If you read Dennis’ chapter, it would remind you that it is this chapter - and not my blog - that raises the hypothesis of a bottleneck of two, and treats it as a hypothesis that has been raised, tested and disproven with a very high level of certainty.
I respect your view on this as you have a long track record in the analysis of human genetic variation. However, I know that you would not want me as a scientist to resolve this issue with a simple statement from authority. Until I can see the evidence and appropriate analyses clearly laid out in detail and clearly refuting the hypothesis, I can’t see it as decisively disproven.
Given that you do not seem to want to pursue this further due to time constraints, could I finally just ask you these questions (and these can be my final questions to you if you wish): Which published analyses in the literature do you see as most convincingly disproving a bottleneck hypothesis? Do you consider that analyses of the coalescence of different haplotype blocks within the human population could yield decisive tests of the bottleneck hypothesis?

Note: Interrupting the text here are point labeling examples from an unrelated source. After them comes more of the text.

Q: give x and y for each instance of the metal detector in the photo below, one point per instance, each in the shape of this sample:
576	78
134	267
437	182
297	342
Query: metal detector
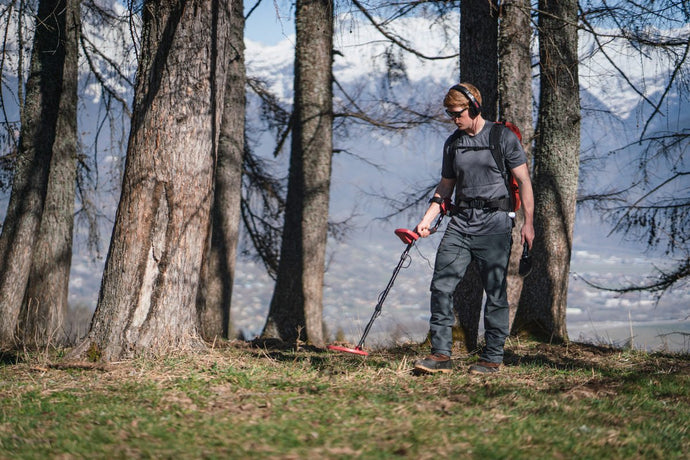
408	237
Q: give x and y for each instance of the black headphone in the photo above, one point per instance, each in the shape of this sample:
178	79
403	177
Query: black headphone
474	106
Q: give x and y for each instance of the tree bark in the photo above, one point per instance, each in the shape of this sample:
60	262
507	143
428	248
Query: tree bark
541	312
297	299
478	42
38	124
147	302
46	301
216	294
515	105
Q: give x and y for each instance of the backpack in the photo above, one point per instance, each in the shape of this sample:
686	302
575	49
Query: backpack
494	141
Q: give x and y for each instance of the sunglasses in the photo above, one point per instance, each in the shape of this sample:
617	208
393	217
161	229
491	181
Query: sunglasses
455	114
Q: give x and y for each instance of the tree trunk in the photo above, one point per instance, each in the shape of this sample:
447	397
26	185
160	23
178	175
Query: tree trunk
556	163
215	300
38	124
147	302
478	39
515	105
46	301
298	295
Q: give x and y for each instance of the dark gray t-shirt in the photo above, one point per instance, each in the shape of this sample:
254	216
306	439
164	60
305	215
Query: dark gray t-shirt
468	159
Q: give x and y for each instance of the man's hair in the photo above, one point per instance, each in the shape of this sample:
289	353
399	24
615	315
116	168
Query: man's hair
455	98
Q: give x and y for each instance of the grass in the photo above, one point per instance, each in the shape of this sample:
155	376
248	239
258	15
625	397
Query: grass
242	401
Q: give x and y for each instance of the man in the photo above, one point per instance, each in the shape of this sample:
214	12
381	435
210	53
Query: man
480	228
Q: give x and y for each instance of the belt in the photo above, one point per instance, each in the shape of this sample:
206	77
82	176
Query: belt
501	203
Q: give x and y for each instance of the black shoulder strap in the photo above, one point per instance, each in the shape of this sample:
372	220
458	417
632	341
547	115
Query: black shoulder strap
495	146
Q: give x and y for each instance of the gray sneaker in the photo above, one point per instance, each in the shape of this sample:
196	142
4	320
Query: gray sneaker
482	367
434	363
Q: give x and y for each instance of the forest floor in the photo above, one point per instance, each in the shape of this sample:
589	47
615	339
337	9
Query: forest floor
250	400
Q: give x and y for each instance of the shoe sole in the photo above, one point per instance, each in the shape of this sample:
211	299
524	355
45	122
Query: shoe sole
429	370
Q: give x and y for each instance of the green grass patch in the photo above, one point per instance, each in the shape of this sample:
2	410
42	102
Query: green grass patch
575	401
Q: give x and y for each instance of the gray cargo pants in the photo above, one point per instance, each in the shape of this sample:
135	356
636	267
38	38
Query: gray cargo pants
456	251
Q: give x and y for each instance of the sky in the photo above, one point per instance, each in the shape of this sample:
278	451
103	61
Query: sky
270	22
359	268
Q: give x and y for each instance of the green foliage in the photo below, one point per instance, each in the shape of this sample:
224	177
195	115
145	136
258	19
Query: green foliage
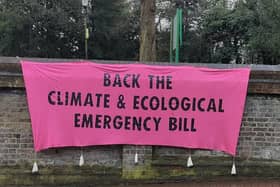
115	30
247	32
41	28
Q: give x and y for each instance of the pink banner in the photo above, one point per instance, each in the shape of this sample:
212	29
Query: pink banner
82	104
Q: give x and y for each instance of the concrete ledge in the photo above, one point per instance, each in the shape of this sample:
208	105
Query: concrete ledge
205	168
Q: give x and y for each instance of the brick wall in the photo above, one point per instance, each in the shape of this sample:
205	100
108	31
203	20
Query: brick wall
259	133
259	139
17	143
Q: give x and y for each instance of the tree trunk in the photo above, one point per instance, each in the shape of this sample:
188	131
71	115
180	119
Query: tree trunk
147	31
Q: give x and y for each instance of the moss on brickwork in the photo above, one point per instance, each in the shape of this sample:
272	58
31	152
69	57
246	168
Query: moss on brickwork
65	175
164	169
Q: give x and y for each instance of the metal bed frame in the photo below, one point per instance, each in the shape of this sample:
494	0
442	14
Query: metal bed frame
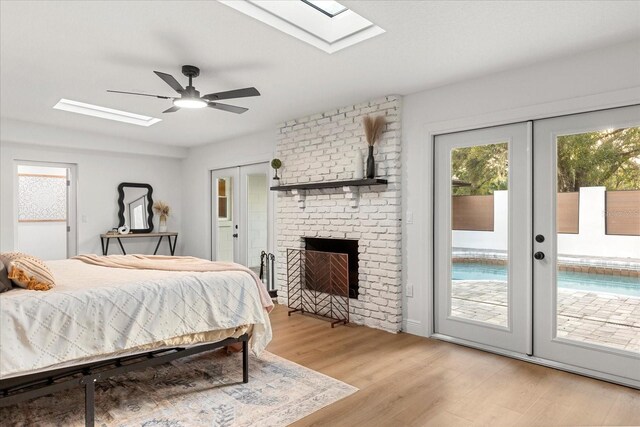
26	387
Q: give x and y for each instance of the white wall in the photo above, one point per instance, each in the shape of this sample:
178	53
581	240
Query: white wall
594	80
497	239
196	179
99	173
46	240
592	239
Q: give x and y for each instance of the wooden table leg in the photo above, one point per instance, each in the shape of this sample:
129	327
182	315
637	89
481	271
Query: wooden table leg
121	247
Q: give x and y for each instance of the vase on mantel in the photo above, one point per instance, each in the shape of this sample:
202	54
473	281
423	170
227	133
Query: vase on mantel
162	227
358	165
371	164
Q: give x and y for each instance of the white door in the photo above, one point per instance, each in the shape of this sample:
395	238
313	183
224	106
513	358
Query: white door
46	209
587	216
482	236
241	212
225	230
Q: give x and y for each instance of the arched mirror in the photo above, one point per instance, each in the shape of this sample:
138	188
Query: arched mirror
135	207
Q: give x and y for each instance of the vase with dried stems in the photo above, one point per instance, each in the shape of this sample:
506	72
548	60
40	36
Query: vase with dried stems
373	128
162	210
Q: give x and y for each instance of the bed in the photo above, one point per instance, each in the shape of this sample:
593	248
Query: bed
100	321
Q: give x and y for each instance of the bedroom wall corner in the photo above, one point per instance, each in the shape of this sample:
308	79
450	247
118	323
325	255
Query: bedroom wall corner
196	182
98	175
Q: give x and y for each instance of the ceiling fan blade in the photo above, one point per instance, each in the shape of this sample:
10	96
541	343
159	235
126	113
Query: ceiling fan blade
229	108
141	94
171	81
237	93
172	109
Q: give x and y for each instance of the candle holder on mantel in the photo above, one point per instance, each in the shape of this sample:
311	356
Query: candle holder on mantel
373	128
318	283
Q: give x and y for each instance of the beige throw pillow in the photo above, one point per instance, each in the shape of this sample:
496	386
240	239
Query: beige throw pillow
27	271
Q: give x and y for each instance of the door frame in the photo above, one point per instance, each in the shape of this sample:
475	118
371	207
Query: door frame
556	109
516	335
72	200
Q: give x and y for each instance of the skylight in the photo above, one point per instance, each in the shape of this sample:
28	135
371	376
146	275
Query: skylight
328	7
330	30
105	113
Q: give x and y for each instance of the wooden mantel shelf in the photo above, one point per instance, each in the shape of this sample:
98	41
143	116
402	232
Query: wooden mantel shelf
330	184
349	186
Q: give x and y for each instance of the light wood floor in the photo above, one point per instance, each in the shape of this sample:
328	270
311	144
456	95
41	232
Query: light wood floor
413	381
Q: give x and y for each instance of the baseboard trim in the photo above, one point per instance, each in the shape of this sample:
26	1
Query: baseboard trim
413	327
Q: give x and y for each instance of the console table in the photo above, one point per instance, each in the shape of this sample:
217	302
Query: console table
105	238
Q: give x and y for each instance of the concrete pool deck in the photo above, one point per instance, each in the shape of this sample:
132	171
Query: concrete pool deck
601	318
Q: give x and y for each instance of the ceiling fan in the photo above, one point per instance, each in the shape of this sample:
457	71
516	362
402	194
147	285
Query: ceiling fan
190	97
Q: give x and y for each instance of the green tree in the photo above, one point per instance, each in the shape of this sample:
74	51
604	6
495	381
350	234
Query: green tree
484	167
609	158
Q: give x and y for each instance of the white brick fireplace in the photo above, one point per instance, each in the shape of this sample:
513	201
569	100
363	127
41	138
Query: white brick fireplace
321	148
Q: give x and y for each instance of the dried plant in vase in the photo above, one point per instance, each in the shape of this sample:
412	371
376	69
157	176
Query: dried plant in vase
162	210
373	128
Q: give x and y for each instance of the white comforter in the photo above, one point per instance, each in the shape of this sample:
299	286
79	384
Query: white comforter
96	311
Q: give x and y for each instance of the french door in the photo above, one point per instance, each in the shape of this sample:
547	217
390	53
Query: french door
241	206
477	222
584	317
537	241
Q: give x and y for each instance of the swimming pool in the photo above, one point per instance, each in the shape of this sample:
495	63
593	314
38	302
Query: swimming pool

Once again, I would like to say how much I have appreciated your contributions to this discussion. It has certainly moved my understanding of this area forward, and I now have clearer ideas about how the bottleneck of two hypothesis could be tested, which I am very glad about. I am sorry that this has not been as decisive as we might have hoped, but I certainly have learned a great deal. I hope in the future we will see some conclusive testing that can put this issue to rest.